ELBULLI. DA RISTORANTE A MUSEO
Cristallizzato nel mito cresciuto a seguito della chiusura volontaria da parte del cuoco e del suo socio Juli Soler, negli ultimi dieci anni elBulli è stato oggetto di un ambizioso progetto volto a rilanciarlo in una nuova veste, sotto l’ala protettrice della Fondazione omonima, sorta nel frattempo per raccogliere l’eredità di quell’esperienza all’avanguardia. Prima le questioni burocratiche legate ai vincoli ambientali cui è sottoposta Cala Montjoi in quanto parte del parco protetto di Cabo de Creus, poi diversi aggiustamenti progettuali in corsa e l’esplodere della pandemia hanno ritardato la messa in opera del progetto ElBulli 1846 (l’anno di nascita del cuoco francese Auguste Escoffier), pensato come centro creativo finalizzato alla divulgazione, alla sperimentazione e all’archiviazione. Ma ora è certa la data di inaugurazione, il 15 giugno 2023, anticipata dalla possibilità di acquistare online i biglietti per visitare lo spazio (27.50 euro a persona, comprese audioguida e navetta Bullibus da Rosas al museo).

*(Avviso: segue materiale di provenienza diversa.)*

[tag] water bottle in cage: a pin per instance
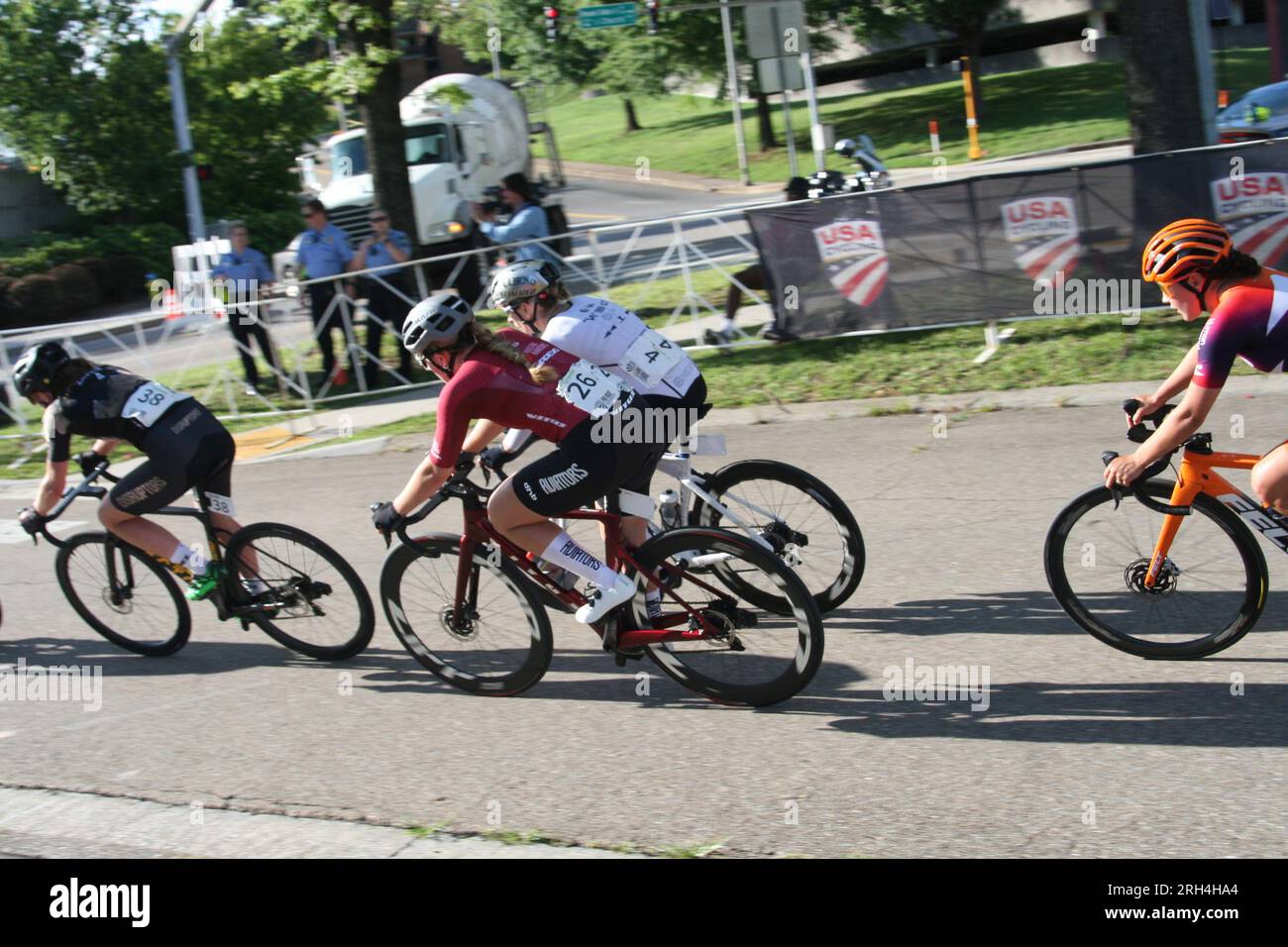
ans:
(669, 509)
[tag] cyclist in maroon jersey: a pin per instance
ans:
(1198, 269)
(520, 381)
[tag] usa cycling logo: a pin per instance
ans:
(1257, 205)
(855, 258)
(1044, 234)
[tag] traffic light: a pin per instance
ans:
(652, 5)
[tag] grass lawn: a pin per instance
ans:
(1043, 352)
(1022, 111)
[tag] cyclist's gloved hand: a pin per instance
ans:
(89, 460)
(386, 518)
(30, 519)
(494, 458)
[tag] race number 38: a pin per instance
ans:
(220, 504)
(150, 402)
(651, 357)
(589, 386)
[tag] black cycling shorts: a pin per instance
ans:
(581, 471)
(187, 447)
(683, 414)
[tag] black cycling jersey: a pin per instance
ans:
(107, 402)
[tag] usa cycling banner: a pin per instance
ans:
(1044, 235)
(1254, 209)
(855, 258)
(1055, 243)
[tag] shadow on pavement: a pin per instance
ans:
(194, 657)
(1006, 612)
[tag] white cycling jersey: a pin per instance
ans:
(617, 341)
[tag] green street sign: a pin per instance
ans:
(606, 14)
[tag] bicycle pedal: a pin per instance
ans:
(609, 638)
(621, 657)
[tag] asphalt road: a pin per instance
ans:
(1082, 750)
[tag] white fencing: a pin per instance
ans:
(625, 258)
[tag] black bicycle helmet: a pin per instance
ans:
(37, 367)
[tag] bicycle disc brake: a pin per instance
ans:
(1136, 573)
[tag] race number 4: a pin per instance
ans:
(219, 504)
(651, 357)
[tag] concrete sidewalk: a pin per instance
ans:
(340, 432)
(53, 823)
(902, 176)
(359, 419)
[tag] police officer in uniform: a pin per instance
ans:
(249, 272)
(384, 247)
(323, 252)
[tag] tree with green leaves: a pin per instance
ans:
(365, 71)
(86, 97)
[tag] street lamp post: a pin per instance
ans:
(179, 106)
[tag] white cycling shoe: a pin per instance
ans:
(600, 602)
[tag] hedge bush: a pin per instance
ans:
(80, 291)
(102, 273)
(8, 318)
(37, 299)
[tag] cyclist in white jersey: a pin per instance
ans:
(610, 337)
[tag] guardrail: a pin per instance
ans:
(606, 258)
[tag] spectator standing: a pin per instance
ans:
(325, 252)
(384, 247)
(754, 277)
(249, 273)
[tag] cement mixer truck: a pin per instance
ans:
(462, 133)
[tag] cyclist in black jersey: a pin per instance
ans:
(185, 446)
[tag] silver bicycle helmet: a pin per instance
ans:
(520, 281)
(434, 321)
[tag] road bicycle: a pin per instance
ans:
(791, 512)
(314, 603)
(1176, 575)
(469, 605)
(787, 510)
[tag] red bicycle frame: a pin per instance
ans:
(480, 531)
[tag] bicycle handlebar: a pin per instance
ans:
(84, 488)
(1138, 433)
(458, 484)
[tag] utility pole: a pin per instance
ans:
(179, 106)
(732, 65)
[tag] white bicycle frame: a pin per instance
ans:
(679, 464)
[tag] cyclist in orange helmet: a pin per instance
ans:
(1198, 269)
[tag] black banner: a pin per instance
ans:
(1054, 243)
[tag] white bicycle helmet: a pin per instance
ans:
(436, 321)
(522, 281)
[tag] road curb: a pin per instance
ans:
(40, 823)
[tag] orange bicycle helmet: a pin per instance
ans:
(1183, 248)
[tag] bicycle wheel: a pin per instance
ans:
(1211, 589)
(763, 656)
(318, 605)
(806, 523)
(498, 646)
(140, 596)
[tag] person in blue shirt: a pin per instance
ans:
(527, 222)
(248, 273)
(384, 247)
(325, 252)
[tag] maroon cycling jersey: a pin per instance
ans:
(1248, 324)
(487, 385)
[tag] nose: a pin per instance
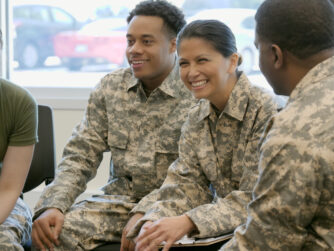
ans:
(135, 48)
(192, 72)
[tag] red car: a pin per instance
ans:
(99, 42)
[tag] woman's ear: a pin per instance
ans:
(277, 56)
(234, 59)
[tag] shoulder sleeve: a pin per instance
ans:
(25, 115)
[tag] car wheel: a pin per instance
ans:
(247, 60)
(30, 57)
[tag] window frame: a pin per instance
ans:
(71, 98)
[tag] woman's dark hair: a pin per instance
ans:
(0, 39)
(218, 34)
(301, 27)
(172, 16)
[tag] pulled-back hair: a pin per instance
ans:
(215, 32)
(172, 16)
(302, 27)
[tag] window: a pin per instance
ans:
(61, 49)
(61, 17)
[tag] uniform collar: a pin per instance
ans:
(315, 75)
(171, 85)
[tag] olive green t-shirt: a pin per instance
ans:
(18, 117)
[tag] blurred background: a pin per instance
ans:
(73, 43)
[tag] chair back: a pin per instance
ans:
(44, 161)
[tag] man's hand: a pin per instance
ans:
(168, 229)
(46, 229)
(129, 245)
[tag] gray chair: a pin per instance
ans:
(43, 163)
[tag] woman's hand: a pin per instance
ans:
(169, 229)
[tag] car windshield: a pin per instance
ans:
(104, 25)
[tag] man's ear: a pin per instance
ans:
(277, 56)
(172, 46)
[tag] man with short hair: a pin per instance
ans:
(293, 201)
(135, 113)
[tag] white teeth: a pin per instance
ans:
(199, 83)
(137, 62)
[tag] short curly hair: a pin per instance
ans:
(172, 16)
(301, 27)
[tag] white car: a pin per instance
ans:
(242, 23)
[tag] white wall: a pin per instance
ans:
(64, 122)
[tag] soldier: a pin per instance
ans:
(135, 113)
(293, 201)
(18, 135)
(208, 187)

ELBULLI 1846. LO SPAZIO ESPOSITIVO
Ai visitatori dell’ex ristorante, lo spazio si presenterà ampliato a estendersi su 4mila metri quadri, di cui 2.500 all’aperto con diverse installazioni, allestiti con criterio museale: un investimento di 11 milioni di euro. Centinaia di “pezzi”, tra oggetti e documenti, aiuteranno a chiarire come e perché fu possibile l’esperienza elBulli, e perché cambiò il volto della gastronomia internazionale. Nuovamente, Ferran Adrià sarà alle prese con una strada mai battuta prima, “il primo ristorante del mondo trasformato in museo”, proprio per raccontare la storia che è stata fatta al suo interno. E per non confondere le idee, il museo elBulli 1846 non sarà dotato di caffetteria, né – tantomeno – di un ristorante (ci sarà invece il bookshop, con gadget e volumi della Bullipedia). Inizialmente la struttura sarà aperta solo nei mesi estivi, fino al 16 settembre. Lungo il percorso, indirizzati dall’audioguida, si incontreranno 69 installazioni “artistiche, concettuali e multimediali”, realizzate con l’intenzione di invitare il pubblico a pensare e porsi domande su cos’è l’innovazione, non solo in cucina. Tra le “opere” esposte, anche un centinaio di disegni realizzati da Ferran Adrià nel 2012, dopo la chiusura del ristorante, venduti nel 2022 come NFT; ma anche alcuni manichini che omaggiano la compagine dei “bullinianos” e figure di rilievo della ristorazione globale, da René Redzepi a Massimo Bottura. Nell’edificio storico, completamente ripensato, sono raccolti oggetti, foto e ricordi della vita del ristorante: c’è spazio per i numeri che hanno fatto grande l’impresa, ma anche per l’evocazione della mise en place del tempo. Mentre nella vecchia cucina, dove troneggia la testa di toro che diede il nome all’attività, si incontreranno le riproduzioni dei piatti storici di elBulli, realizzati con la tecnica giapponese del sumpuru. Proseguendo nei nuovi spazi i visitatori avranno modo, tra l’altro, di sbirciare nei quaderni creativi di Adrià e brigata.